Named tuples to Composite types
This translation is pretty easy, and Julia’s built-in composite types are very straightforward to work with, compared to Python’s named tuples which require from collections import namedtuple
. For the ConvExecutor
, it means going from
Executor = namedtuple('Executor', ['executor', 'data', 'data_grad'])
to
type SGExecutor
executor :: mx.Executor
data :: mx.NDArray
data_grad :: mx.NDArray
end
I also renamed it just to avoid ambiguity. The type signatures are optional, but I included them for type safety.
Row-major order to Column-major order arrays
If interested, read the wikipedia article here, but summarized, Julia tends to think of a matrix as a array of column-vectors, while Python natively stores it as a list of row lists.
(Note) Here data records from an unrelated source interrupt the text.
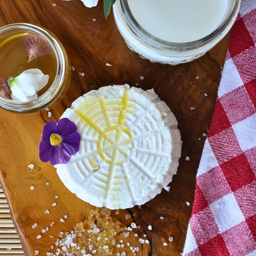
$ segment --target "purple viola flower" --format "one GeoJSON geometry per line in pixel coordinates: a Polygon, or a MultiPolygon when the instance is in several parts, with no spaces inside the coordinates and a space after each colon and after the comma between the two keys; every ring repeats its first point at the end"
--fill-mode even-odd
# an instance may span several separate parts
{"type": "Polygon", "coordinates": [[[53,165],[66,164],[78,151],[80,140],[76,124],[68,118],[62,118],[58,123],[48,122],[42,130],[39,158],[53,165]]]}

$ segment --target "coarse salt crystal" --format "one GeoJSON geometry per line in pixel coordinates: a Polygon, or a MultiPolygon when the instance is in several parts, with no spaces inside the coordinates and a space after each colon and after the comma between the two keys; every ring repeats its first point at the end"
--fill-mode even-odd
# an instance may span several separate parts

The major difference when it comes to dealing with multi-dimensional arrays is that the ordering of shape is inverted.
Example:
out.infer_shape(data=(1, 3, input_size[0], input_size[1]))
would become the following in Julia
mx.infer_shape(out, data=(input_size[1], input_size[2], 3, 1))
Memory leaks
As of Julia v0.4, some methods cannot be directly overwritten such as assignment operators (_ ⊗= _
for some binary operation ⊗ in [-,+,/,*]
), so for lines that take the form a[:] ⊗= ...
, you can take one of several approaches to avoid unnecessary use of graphics memory, all of which are described in the NDArray source code.
b=copy(a::NDArray)
to a julia array then perform your operations and thencopy!(a,b)
back.- some combination of
mx.mult_to!
,mx.div_from!
, etc. for directly modifying the NDArray - Use the macro
mx.@nd_as_jl
to work as if you were just using native arrays
This takes arguments ro
for NDArrays that are read and rw
for those that are written to. This macro copies everything to native Julia arrays and then writes them back into the NDArrays.
Implement Factor-based Learning Rate
This required modifying Mocha.jl’s src/optimizer.jl as to include an unimplemented subtype of AbstractLearningRateScheduler
so it can cooperate with the Stochastic Gradient Descent. There may be a better way to do this. Also not entirely comfortable with the robustness of my implementation as of the time of writing.